“Costume Art,” the spring exhibition at the Metropolitan Museum of Art’s Costume Institute, has not arrived without its fair share of controversy.
The accompanying Costume Institute Benefit, known widely as the Met Gala, has this year been sponsored by Lauren Sánchez Bezos and Jeff Bezos, which has prompted some corners of the internet to dub the event the “Bezos gala” and to call for a boycott in retaliation to the couple’s connections with President Donald Trump. Mayor Zohran Mamdani announced he’d skip the gala, breaking a years-long tradition of New York mayors attending as guests.
And yet, Anna Wintour and the museum’s director, Max Hollein, announced that this year’s gala is expected to have raised $42 million for the Costume Institute, the biggest fundraising draw in history. “Costume Art” inaugurates Condé M. Nast Galleries, named after the founder of Condé Nast, in honor of a substantial gift from the company (which also owns Vanity Fair).

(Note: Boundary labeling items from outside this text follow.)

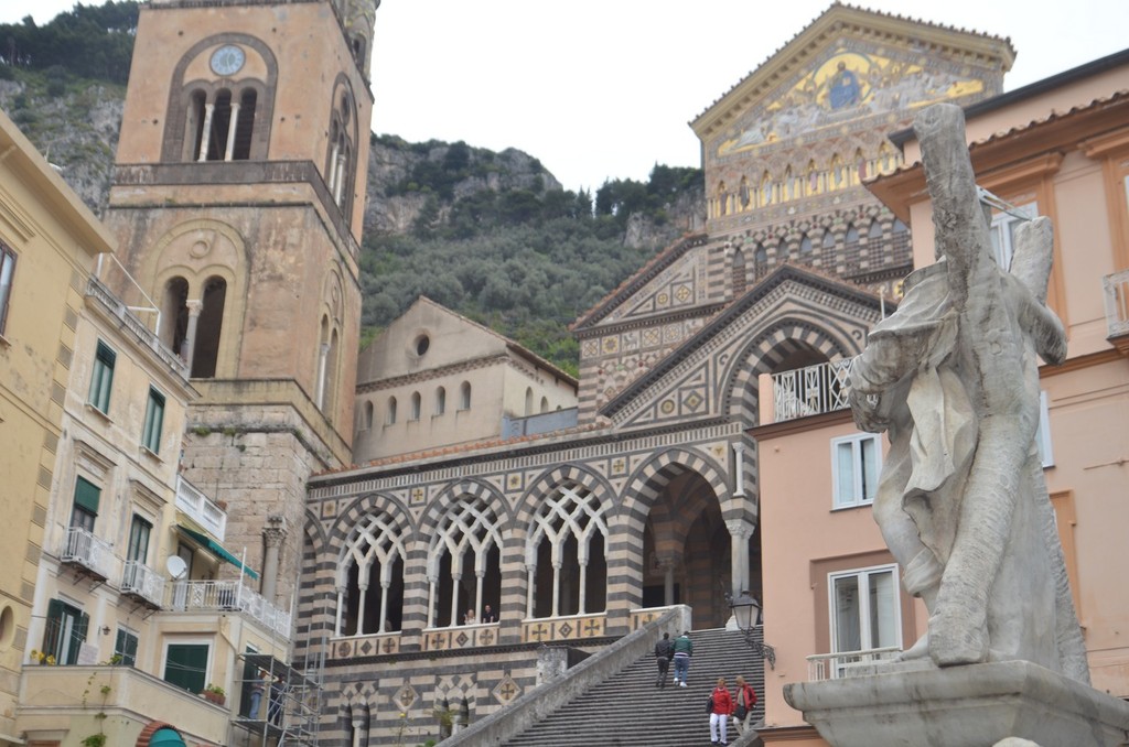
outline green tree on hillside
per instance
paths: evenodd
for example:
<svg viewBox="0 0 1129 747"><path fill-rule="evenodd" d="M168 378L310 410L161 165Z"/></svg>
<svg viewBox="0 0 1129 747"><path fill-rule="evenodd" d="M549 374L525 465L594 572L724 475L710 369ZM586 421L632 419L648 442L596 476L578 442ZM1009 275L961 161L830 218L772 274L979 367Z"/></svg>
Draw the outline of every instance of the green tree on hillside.
<svg viewBox="0 0 1129 747"><path fill-rule="evenodd" d="M33 70L58 67L75 77L124 85L137 25L134 0L76 3L44 26L37 26L30 16L20 24L0 24L0 60Z"/></svg>

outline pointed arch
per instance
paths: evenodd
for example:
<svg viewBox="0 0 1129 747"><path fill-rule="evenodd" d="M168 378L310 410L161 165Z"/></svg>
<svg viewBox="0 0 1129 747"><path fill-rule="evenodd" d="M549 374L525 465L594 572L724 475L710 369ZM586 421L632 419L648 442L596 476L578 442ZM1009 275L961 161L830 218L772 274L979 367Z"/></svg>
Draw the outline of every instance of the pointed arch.
<svg viewBox="0 0 1129 747"><path fill-rule="evenodd" d="M334 634L400 630L412 537L403 508L378 493L362 496L339 518L330 537L336 555Z"/></svg>
<svg viewBox="0 0 1129 747"><path fill-rule="evenodd" d="M614 492L586 469L561 465L533 483L517 516L526 528L526 617L606 609L614 517Z"/></svg>

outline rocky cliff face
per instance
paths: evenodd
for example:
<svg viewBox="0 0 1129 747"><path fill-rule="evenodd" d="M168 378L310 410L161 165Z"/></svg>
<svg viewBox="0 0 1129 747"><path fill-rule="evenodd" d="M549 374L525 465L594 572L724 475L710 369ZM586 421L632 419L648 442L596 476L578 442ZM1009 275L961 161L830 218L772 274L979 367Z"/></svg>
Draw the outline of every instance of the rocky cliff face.
<svg viewBox="0 0 1129 747"><path fill-rule="evenodd" d="M0 108L97 216L110 199L124 102L111 85L52 95L34 81L0 80Z"/></svg>
<svg viewBox="0 0 1129 747"><path fill-rule="evenodd" d="M95 214L102 216L110 196L125 91L112 85L60 88L45 79L0 80L0 108ZM457 156L460 166L454 172L452 156ZM421 168L432 176L446 169L449 184L445 185L444 195L411 184ZM405 234L425 211L430 211L429 220L443 223L455 201L483 190L542 194L561 188L560 182L536 158L514 148L496 153L462 143L408 143L399 138L373 138L365 230ZM701 230L706 214L703 192L681 195L667 206L666 213L668 220L662 225L632 216L624 245L657 247L688 231Z"/></svg>

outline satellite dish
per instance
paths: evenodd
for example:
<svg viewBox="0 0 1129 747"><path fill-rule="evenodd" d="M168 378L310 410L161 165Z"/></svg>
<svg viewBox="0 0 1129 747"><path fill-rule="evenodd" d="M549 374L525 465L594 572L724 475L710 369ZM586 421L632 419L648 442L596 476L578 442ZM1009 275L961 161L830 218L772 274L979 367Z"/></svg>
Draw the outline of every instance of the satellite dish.
<svg viewBox="0 0 1129 747"><path fill-rule="evenodd" d="M184 578L184 573L189 570L189 566L180 555L169 555L168 560L165 561L165 570L173 577L174 581L180 581Z"/></svg>

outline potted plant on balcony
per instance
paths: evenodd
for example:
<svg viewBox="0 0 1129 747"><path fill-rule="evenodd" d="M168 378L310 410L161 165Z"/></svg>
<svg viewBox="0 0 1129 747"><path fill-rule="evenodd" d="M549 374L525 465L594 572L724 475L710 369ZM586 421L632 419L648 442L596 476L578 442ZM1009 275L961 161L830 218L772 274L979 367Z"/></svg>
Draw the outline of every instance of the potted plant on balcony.
<svg viewBox="0 0 1129 747"><path fill-rule="evenodd" d="M224 705L227 702L227 692L219 685L208 685L200 694L203 695L205 701L216 705Z"/></svg>

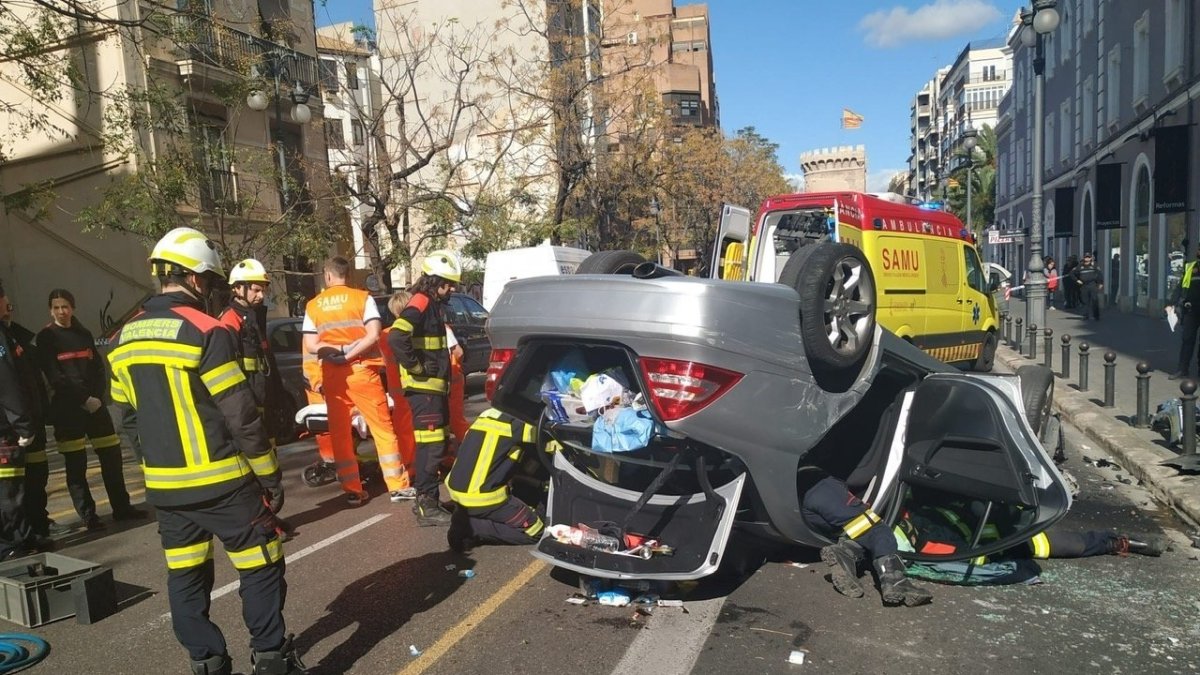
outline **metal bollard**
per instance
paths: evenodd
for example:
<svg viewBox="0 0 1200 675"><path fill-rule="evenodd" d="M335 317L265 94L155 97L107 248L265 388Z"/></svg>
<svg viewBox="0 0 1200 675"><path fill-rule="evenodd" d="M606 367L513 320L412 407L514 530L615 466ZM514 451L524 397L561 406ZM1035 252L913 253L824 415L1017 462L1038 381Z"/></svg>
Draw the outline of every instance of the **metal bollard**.
<svg viewBox="0 0 1200 675"><path fill-rule="evenodd" d="M1079 345L1079 390L1087 390L1087 342L1081 342Z"/></svg>
<svg viewBox="0 0 1200 675"><path fill-rule="evenodd" d="M1196 453L1196 383L1188 378L1180 384L1180 401L1183 404L1183 454Z"/></svg>
<svg viewBox="0 0 1200 675"><path fill-rule="evenodd" d="M1063 335L1062 340L1062 378L1070 380L1070 335Z"/></svg>
<svg viewBox="0 0 1200 675"><path fill-rule="evenodd" d="M1117 354L1104 352L1104 407L1112 407L1117 392Z"/></svg>
<svg viewBox="0 0 1200 675"><path fill-rule="evenodd" d="M1138 362L1138 417L1133 425L1139 429L1150 426L1150 364Z"/></svg>

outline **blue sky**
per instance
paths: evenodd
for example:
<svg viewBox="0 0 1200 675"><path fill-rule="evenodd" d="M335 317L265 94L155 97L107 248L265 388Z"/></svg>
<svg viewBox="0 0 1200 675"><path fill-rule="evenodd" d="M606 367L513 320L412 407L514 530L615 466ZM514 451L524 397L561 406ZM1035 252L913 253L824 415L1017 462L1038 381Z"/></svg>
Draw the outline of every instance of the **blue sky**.
<svg viewBox="0 0 1200 675"><path fill-rule="evenodd" d="M799 174L806 150L864 144L869 187L882 190L907 169L917 90L967 42L1003 36L1019 7L1003 0L709 0L721 127L754 126L779 143L788 174ZM371 0L318 2L318 25L342 20L373 25ZM844 107L865 118L862 129L841 129Z"/></svg>

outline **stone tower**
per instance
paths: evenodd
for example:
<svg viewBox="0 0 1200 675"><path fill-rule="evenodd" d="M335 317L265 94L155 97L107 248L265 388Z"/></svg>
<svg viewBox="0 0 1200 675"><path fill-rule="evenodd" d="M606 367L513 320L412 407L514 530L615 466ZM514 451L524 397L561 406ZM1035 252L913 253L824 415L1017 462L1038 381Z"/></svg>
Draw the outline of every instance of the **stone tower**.
<svg viewBox="0 0 1200 675"><path fill-rule="evenodd" d="M800 154L805 192L866 191L866 147L840 145Z"/></svg>

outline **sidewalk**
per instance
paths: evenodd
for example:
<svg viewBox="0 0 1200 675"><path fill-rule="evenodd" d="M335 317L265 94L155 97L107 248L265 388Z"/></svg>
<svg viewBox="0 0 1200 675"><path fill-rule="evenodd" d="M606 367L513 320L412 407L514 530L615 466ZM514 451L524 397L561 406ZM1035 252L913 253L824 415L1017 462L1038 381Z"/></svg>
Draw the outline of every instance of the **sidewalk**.
<svg viewBox="0 0 1200 675"><path fill-rule="evenodd" d="M1014 317L1025 317L1025 303L1013 299L1008 311ZM1166 319L1109 311L1100 321L1086 321L1074 310L1046 311L1048 327L1054 330L1054 358L1051 368L1057 378L1055 408L1064 419L1084 431L1097 446L1104 448L1142 483L1159 500L1183 514L1193 524L1200 524L1200 476L1181 476L1172 467L1159 466L1177 458L1163 437L1148 429L1135 429L1132 423L1136 414L1138 388L1136 364L1147 362L1151 370L1150 414L1158 404L1180 396L1180 383L1168 376L1175 371L1180 352L1180 336L1172 334ZM1045 358L1045 339L1038 327L1038 352L1036 363ZM1015 328L1014 328L1015 330ZM1070 377L1062 375L1062 335L1070 335ZM1079 390L1079 345L1088 344L1088 390ZM1104 353L1116 354L1114 407L1103 407L1104 401ZM996 358L1004 366L1015 370L1020 365L1034 363L1028 359L1028 333L1021 340L1019 354L1012 344L1001 339ZM1200 380L1198 380L1200 382Z"/></svg>

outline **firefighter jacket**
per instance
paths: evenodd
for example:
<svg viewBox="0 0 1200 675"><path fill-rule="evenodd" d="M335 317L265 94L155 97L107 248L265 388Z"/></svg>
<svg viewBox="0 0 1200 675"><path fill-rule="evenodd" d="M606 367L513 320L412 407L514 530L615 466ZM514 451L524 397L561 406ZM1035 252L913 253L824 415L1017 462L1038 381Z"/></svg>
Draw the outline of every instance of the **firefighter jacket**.
<svg viewBox="0 0 1200 675"><path fill-rule="evenodd" d="M413 293L388 334L404 392L445 394L450 390L450 351L443 304L426 293ZM418 369L418 365L420 366ZM418 369L414 372L414 369Z"/></svg>
<svg viewBox="0 0 1200 675"><path fill-rule="evenodd" d="M18 436L32 438L36 431L17 366L18 348L8 327L0 323L0 442L4 444Z"/></svg>
<svg viewBox="0 0 1200 675"><path fill-rule="evenodd" d="M330 286L308 300L304 310L304 331L316 333L317 340L348 346L367 336L368 321L379 321L379 310L370 293L349 286ZM379 348L359 354L355 363L383 368Z"/></svg>
<svg viewBox="0 0 1200 675"><path fill-rule="evenodd" d="M446 477L450 498L467 508L509 501L509 479L534 442L533 425L496 408L480 413L458 444L458 456Z"/></svg>
<svg viewBox="0 0 1200 675"><path fill-rule="evenodd" d="M238 364L254 393L259 407L266 404L268 378L275 372L275 359L266 342L266 331L259 325L258 312L238 301L221 315L221 323L238 339Z"/></svg>
<svg viewBox="0 0 1200 675"><path fill-rule="evenodd" d="M186 293L155 295L113 340L113 401L137 411L146 501L179 507L280 484L233 334Z"/></svg>
<svg viewBox="0 0 1200 675"><path fill-rule="evenodd" d="M104 364L96 351L96 340L78 321L70 328L50 323L37 334L37 353L42 371L50 383L53 423L74 414L89 396L104 399Z"/></svg>

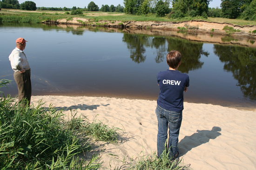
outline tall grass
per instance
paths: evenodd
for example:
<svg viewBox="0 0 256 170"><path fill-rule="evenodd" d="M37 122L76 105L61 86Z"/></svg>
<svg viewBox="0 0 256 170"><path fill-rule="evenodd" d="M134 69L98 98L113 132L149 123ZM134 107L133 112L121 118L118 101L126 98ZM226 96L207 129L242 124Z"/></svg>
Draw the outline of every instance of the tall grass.
<svg viewBox="0 0 256 170"><path fill-rule="evenodd" d="M87 15L88 13L94 13L95 16L88 16ZM102 13L108 13L109 15L101 15ZM57 13L58 15L56 15ZM108 21L119 21L122 22L127 22L130 21L169 21L169 22L181 22L191 20L205 20L210 22L216 22L217 23L227 23L234 25L256 25L255 21L247 21L243 19L229 19L220 18L209 18L208 19L202 17L185 17L182 19L169 19L167 17L157 17L155 14L148 14L147 15L131 15L123 13L122 15L113 15L113 14L116 13L104 13L101 12L83 12L86 15L79 16L80 18L86 18L94 19L97 21L108 20ZM120 13L117 13L121 14ZM10 12L7 10L3 10L0 12L0 18L2 18L2 22L17 22L17 23L41 23L42 21L45 20L56 20L61 19L68 19L70 18L70 15L65 13L60 13L59 12L51 11L49 13L40 12L32 13L29 11L21 12L17 11L16 12Z"/></svg>
<svg viewBox="0 0 256 170"><path fill-rule="evenodd" d="M8 82L0 80L0 87ZM62 112L52 106L46 110L41 104L22 107L10 97L0 98L0 169L90 170L100 167L97 156L90 160L79 156L90 149L88 137L91 134L87 128L104 129L93 136L111 142L117 140L116 131L102 124L94 126L75 115L66 120Z"/></svg>
<svg viewBox="0 0 256 170"><path fill-rule="evenodd" d="M181 160L170 160L166 149L159 158L155 153L150 157L142 157L131 164L129 170L188 170L189 166L181 166Z"/></svg>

The exhibition itself is one of the best Andrew Bolton, the head curator at the Costume Institute, has mounted. All in all, a momentous year for the Met. Here, VF’s respective art and style correspondents, Nate Freeman and José Criales-Unzueta, break down “Costume Art.”
José Criales Unzueta: Nate, this morning Andrew closed his remarks with a line I loved and I think summarizes his intentions with “Costume Art.” He said: “The history of art cannot be told without the history of dress,” and that “the history of dress is the history of the human body.” Speakers at the press conference all declared the same thing: that fashion is art. I think the show itself says a lot about fashion and its place in history. As our resident art expert, what did you think?
Nate: Yes, Andrew Bolton talked about how he wanted the works of fashion to exist on their own, not in the context of artworks but as artworks themselves. And they do, triumphantly so, as if the “Is fashion art?” conversation is a fait accompli. It’s one of my favorite things about the show. Rather than force the notion, “Costume Art” exists in a world where fashion has always been art, and the pairing can be natural.
There’s no spoon-fed install where it’s like, Look, this painting and this dress have something in common! Everything is complementary, sometimes powerfully, sometimes playfully, and rarely too obvious. I loved seeing the Warhol Skull (donated to the Met by Halston!) in dialogue with a dress from the Noir Kei Ninomiya fall/winter 2026 collection. Ditto Sarah Lucas’s Nud Cycladic 9 (2010) with nylon knit looks from the PONTE fall 2025 ready to wear collection. I swooned over the Comme des Garçons look swarmed with satin rosettes right next to a heartbreaking Anselm Kiefer watercolor and gouache on paper, From Oscar Wilde. So deeply romantic, so grand, just perfect in the space.